Publicado em: 30 de junho de 2023 às 08:15 Atualizado em: 14 de maio de 2024 às 08:01
  • Por
    Paola Severo
  • Fonte
    Jornal Arauto
  • compartilhe essa matéria

    Comemorando seu centenário neste fim de semana, o Uniãozinho se destaca como um dos mais antigo clubes sociais negros ainda em atividade no Estado

    Fundada em 1º de julho de 1923, a Sociedade Cultural e Beneficente (SCB) União, de Santa Cruz do Sul, conquistou um feito que poucas entidades podem celebrar: chegar aos 100 anos. Comemorando seu centenário neste fim de semana, o Uniãozinho se destaca como um dos mais antigo clubes sociais negros ainda em atividade no Estado. Historicamente havia segregação e as famílias negras eram impedidas de frequentar os clubes brancos. Por esta razão, formavam seus próprios espaços seguros de socialização, para difundir o esporte, o lazer, a cultura e a arte. O entorno do clube mudou, mas o União assegura seu legado de resistência e negritude, que é orgulho para o município e a região

    A Rua Júlio de Castilhos em frente à sede da Sociedade Cultural e Beneficente (SCB) União mudou muito no último século. A estrada de chão virou rua calçada, que virou asfalto. A sanga, que passava ao lado, foi canalizada. A periferia se tornou área nobre da cidade e a maioria das famílias negras já não moram mais por ali.
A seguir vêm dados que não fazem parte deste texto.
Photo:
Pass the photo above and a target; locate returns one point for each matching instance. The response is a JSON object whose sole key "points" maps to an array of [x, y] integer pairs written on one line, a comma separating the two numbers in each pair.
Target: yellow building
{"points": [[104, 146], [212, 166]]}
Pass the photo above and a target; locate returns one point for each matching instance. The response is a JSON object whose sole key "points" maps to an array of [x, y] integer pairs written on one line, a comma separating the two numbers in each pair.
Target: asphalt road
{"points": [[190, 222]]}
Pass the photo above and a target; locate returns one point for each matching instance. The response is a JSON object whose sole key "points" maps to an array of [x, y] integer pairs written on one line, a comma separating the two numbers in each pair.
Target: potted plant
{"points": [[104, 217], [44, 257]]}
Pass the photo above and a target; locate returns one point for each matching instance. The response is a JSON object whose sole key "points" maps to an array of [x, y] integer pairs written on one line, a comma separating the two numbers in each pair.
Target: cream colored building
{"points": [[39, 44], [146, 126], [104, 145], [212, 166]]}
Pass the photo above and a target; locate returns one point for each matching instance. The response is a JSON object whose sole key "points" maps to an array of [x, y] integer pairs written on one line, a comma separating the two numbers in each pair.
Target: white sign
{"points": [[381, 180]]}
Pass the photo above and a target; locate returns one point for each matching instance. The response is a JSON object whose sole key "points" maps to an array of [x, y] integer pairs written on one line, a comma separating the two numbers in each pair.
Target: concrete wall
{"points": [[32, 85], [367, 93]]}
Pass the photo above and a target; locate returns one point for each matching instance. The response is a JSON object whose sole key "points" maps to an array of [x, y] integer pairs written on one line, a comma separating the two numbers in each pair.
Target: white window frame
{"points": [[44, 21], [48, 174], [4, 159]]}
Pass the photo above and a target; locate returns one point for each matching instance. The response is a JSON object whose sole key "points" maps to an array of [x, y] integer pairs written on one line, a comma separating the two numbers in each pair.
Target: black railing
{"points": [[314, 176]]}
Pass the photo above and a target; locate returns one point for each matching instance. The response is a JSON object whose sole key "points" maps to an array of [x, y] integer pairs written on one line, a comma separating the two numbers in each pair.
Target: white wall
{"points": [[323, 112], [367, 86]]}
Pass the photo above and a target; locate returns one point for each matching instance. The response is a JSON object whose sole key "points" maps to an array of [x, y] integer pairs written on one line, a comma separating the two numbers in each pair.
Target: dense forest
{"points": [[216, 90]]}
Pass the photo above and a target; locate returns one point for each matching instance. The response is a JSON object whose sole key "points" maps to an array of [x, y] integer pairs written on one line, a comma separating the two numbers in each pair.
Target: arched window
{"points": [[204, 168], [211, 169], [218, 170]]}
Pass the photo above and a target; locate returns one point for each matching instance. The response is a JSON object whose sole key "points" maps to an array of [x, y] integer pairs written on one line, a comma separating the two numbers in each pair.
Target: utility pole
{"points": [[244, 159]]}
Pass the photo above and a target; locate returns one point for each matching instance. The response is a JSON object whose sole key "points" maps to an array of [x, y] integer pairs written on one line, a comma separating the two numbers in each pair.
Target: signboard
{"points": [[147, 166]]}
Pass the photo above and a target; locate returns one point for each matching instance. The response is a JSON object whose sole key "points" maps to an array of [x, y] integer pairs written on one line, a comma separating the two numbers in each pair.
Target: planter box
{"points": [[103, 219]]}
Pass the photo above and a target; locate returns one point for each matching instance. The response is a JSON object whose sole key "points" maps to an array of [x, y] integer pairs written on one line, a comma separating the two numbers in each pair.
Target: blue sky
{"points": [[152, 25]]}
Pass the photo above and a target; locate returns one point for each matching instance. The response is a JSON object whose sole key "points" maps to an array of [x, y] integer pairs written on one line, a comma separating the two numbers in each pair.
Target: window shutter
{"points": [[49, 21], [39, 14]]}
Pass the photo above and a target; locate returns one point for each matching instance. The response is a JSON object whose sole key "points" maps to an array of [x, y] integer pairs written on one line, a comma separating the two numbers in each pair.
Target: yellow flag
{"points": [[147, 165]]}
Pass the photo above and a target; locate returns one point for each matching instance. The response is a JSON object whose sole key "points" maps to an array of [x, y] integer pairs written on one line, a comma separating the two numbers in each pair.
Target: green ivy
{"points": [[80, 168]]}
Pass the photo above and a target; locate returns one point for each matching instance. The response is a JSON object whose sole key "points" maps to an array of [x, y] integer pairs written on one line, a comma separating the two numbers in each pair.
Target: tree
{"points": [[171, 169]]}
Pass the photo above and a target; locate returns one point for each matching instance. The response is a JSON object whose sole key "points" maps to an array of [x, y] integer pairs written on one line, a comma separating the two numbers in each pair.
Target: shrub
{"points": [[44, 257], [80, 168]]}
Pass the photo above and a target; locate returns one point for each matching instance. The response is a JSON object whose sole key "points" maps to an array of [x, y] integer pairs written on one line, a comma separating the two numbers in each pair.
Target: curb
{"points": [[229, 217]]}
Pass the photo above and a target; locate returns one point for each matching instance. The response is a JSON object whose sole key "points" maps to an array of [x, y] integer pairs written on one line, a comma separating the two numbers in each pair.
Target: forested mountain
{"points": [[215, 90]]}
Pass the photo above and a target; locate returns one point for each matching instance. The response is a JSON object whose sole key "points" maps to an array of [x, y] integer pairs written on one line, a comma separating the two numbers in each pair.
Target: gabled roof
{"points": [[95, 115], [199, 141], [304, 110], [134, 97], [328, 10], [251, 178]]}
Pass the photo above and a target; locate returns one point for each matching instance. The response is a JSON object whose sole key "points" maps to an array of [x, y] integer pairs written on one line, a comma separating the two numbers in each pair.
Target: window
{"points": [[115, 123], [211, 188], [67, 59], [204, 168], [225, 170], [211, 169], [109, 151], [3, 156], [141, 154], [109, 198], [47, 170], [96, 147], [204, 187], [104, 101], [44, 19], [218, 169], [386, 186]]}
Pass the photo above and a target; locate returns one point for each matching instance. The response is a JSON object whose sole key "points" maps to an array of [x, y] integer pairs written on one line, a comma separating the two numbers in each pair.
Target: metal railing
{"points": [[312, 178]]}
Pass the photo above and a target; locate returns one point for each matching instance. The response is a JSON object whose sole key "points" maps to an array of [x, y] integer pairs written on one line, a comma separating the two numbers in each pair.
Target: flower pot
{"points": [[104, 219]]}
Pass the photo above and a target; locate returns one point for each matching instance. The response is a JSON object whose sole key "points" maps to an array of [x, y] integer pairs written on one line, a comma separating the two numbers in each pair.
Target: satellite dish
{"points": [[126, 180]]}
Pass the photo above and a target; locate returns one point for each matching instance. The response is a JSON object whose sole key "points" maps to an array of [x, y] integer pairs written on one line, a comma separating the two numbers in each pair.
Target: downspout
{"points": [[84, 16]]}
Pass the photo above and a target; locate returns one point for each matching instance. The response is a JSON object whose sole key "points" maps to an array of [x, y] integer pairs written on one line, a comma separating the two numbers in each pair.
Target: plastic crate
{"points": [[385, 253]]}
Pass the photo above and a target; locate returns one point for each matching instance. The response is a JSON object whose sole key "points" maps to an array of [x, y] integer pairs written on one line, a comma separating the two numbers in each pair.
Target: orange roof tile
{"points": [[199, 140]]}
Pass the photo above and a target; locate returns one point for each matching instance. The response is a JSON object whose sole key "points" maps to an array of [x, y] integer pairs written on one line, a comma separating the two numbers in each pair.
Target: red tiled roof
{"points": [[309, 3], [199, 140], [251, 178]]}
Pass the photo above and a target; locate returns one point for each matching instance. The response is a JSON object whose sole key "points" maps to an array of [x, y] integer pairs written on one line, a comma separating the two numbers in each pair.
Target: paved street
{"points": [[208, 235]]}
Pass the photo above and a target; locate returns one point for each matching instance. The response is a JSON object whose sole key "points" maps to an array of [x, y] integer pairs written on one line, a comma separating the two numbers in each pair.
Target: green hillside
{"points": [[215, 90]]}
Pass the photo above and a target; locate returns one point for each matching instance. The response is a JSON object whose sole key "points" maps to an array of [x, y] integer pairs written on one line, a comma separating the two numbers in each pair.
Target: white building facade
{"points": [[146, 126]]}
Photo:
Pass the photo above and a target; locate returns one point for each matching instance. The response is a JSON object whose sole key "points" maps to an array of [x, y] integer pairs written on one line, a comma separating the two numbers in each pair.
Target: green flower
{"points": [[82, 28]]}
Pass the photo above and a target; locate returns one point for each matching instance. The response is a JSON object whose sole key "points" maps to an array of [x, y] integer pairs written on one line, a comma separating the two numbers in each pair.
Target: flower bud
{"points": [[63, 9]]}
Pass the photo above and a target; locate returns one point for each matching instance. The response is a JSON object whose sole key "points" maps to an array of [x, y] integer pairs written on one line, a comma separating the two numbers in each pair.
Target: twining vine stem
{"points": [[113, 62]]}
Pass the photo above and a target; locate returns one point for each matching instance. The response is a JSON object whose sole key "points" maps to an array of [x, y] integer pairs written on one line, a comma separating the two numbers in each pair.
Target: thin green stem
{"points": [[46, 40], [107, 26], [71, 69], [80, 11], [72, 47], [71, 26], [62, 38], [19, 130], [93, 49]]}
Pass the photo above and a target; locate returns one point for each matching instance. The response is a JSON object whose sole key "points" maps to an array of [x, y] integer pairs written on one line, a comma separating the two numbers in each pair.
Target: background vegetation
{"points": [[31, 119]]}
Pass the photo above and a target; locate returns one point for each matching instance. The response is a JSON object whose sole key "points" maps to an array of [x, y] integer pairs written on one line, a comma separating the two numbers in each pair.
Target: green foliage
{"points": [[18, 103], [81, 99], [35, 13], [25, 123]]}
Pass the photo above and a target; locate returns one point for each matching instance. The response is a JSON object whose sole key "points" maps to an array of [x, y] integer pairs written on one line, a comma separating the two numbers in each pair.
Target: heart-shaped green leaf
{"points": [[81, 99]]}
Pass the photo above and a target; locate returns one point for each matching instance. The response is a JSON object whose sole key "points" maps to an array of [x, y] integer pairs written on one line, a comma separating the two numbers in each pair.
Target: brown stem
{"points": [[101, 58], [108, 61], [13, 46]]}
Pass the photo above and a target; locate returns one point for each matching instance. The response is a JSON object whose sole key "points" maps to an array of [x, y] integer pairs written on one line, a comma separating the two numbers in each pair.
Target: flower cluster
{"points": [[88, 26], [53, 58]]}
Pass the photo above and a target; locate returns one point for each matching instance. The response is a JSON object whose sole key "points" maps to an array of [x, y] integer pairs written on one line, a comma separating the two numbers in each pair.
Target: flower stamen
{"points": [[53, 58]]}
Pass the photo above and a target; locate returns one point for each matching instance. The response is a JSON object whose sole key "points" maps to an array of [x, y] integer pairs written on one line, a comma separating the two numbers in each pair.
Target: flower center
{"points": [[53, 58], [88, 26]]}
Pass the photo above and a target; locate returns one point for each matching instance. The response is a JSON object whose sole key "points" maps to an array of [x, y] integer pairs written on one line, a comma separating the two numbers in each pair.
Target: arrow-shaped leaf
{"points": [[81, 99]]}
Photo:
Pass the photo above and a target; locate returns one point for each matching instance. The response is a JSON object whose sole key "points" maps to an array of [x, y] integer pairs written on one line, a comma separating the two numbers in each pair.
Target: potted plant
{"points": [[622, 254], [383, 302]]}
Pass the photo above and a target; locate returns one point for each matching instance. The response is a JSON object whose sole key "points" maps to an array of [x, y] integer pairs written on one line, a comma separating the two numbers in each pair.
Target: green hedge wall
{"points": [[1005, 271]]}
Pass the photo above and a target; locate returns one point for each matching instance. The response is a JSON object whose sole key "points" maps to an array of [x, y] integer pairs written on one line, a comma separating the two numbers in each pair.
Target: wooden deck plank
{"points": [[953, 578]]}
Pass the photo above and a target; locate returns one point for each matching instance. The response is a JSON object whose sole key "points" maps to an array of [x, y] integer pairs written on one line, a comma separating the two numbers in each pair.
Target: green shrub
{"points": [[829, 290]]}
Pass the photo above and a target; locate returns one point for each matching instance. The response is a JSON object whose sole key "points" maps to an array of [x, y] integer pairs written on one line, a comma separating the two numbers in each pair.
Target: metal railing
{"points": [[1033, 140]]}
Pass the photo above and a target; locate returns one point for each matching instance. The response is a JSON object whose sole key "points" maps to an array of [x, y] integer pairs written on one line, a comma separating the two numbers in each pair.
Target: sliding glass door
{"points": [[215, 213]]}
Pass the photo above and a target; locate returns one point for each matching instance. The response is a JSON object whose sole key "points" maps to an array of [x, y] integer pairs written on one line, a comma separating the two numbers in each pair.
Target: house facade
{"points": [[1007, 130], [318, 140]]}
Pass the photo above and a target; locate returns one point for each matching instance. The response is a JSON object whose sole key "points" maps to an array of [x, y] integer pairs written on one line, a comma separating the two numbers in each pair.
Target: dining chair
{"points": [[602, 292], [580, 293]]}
Até mesmo o prédio, que hoje se destaca pintado de azul foi um dia construído pelas mãos de quem doou sua força de trabalho para que a comunidade pudesse desfrutar de um espaço de convivência e acolhimento, longe da discriminação e do racismo que reinavam na cena social branca.

    Parte da história do clube foi contada no documentário Pérola Negra: 90 anos de História da SCB União, lançado em 2018. E agora, o União é também objeto de uma pesquisa que levanta fontes  históricas, orais, fotográficas e documentais que farão parte de uma exposição fotográfica. A iniciativa compõe o projeto cultural “Sankofa: ancestralidade, memória e negritude”, financiado pelo Edital SEDAC FAC Patrimônio.
    O estudo é conduzido pela historiadora e doutoranda em História da Universidade Federal de Santa Maria (UFSM), Franciele Rocha de Oliveira.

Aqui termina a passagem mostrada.